Step 1: Log in to Superset

Open the Superset web UI through your SSH tunnel. The default username and password are both admin. Change the password immediately after your first login.

The web UI displays in English on first login.

Step 2: Add an EMR Druid cluster

  1. Choose Sources > Druid Clusters.

  2. Click the Add icon.

  3. In the Add Druid Cluster dialog box, configure the following parameters.

    Parameter Description
    Broker Host Enter emr-header-1. This value is fixed.
    Broker Port Enter 1 followed by the open-source Broker port number. For example, if the Broker port is 8082, enter 18082.
    Cluster Name Enter the name of the Druid cluster you created in the EMR console.

    Add Druid

  4. Click Save.

Step 3: Add a data source

  1. Choose Sources > Druid Datasources.

  2. Click the Add icon.

  3. In the Add Druid Datasource dialog box, configure the following parameters.

    Parameter Description
    Datasource Name Enter a name for the datasource.
    Cluster Select the EMR Druid cluster you added in the previous step.

    datasource

  4. Click Save. After saving, click the Edit icon to specify dimension columns and metric columns.

Step 4: Verify the connection

Click the datasource name to view the details of the EMR Druid cluster.

check-datasource

Access a Hive database from Superset

Superset uses SQLAlchemy to connect to relational databases and big data query engines, including MySQL, Oracle, PostgreSQL, Microsoft SQL Server, Hive, Presto, and Druid. Hive is installed by default on EMR Hadoop clusters.

For other supported database types, see the SQLAlchemy dialect documentation.

Step 1: Log in to Superset

Open the Superset web UI through your SSH tunnel. The default username and password are both admin.

Step 2: Add a Hive database

  1. Choose Sources > Databases.

  2. Click the Add icon.

  3. In the Add Database dialog box, configure the following parameters.

    Parameter Description
    Database Enter a name for the database connection.
    SQLAlchemy URI Enter hive://emr-header-1:10000/.

    DataBase

  4. Click Save.

Step 3: Add a table

  1. Choose Sources > Tables.

  2. Click the Add icon.

  3. In the Import a table definition dialog box, configure the following parameters.

    Parameter Description
    Database Select the database you added in the previous step.
    Table Name Enter the name of a table in that database. This example uses a table named test.

    add table

  4. Click Save.

Step 4: Query data

  1. Choose SQL Lab > SQL Editor.

  2. Select Hive JDBC Server as the database.
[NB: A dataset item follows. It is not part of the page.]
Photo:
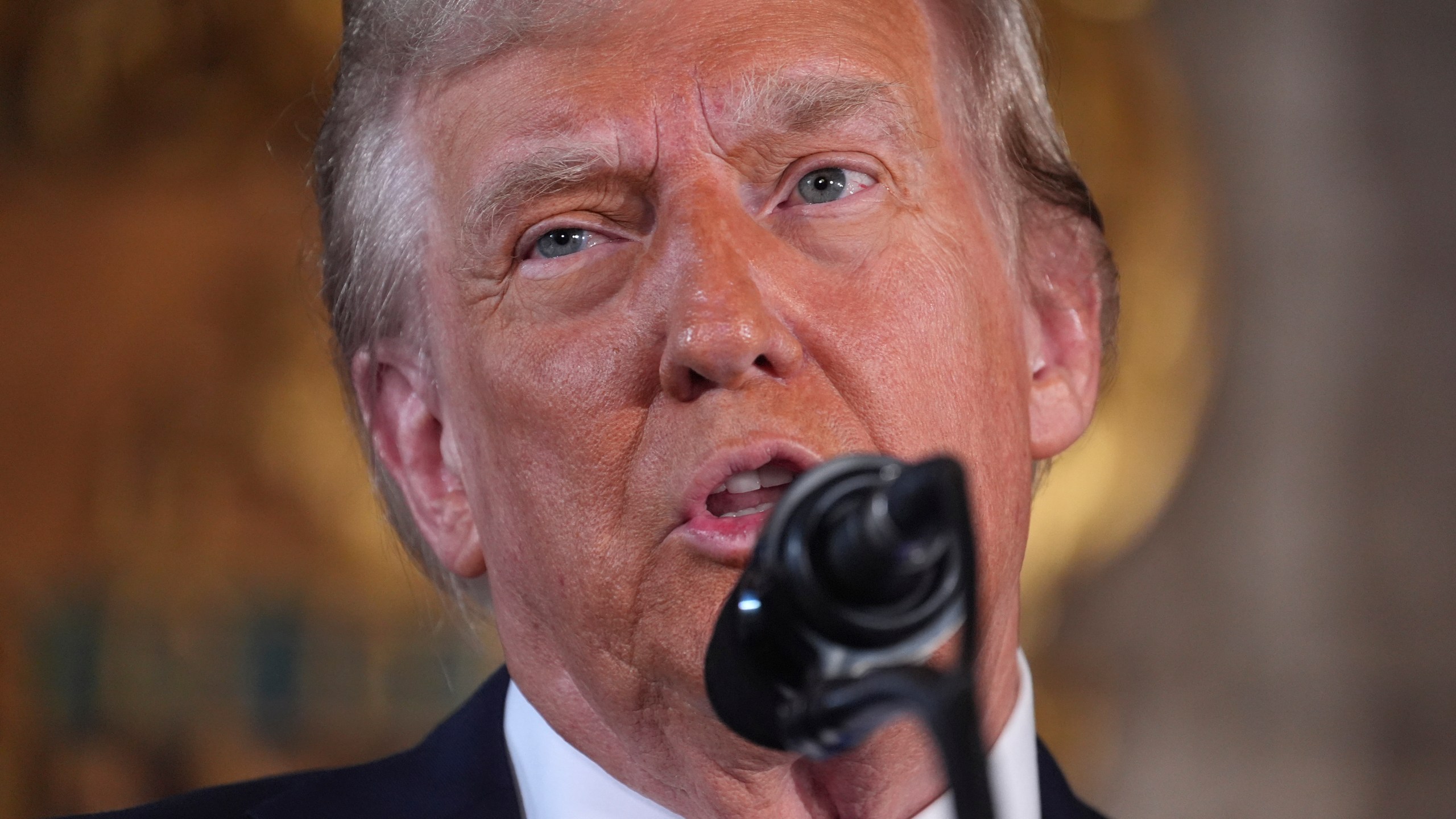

  3. Select default as the schema.

  4. Run your Hive query.

FAQ

The admin user sees "invalid login" on first login.

This happens on EMR clusters with a minor version earlier than V4.6 or V3.33. To fix this, run the following commands on the master node as the root user:

  1. Log in to the master node via SSH. For instructions, see Log on to a cluster.

  2. Activate the Superset environment:

    source /usr/lib/superset-current/bin/activate
  3. Create an admin account:

    superset fab create-admin

    Enter the username, first name, last name, email, password, and confirmation as prompted. The defaults are:

    Username [admin]:
    User first name [admin]:
    User last name [user]:
    Email [admin@fab.org]:
    Password:
    Repeat for confirmation:
  4. Initialize the database:

    superset db upgrade
  5. Initialize Superset:

    superset init

After these steps, create an SSH tunnel and log in with the account you just created.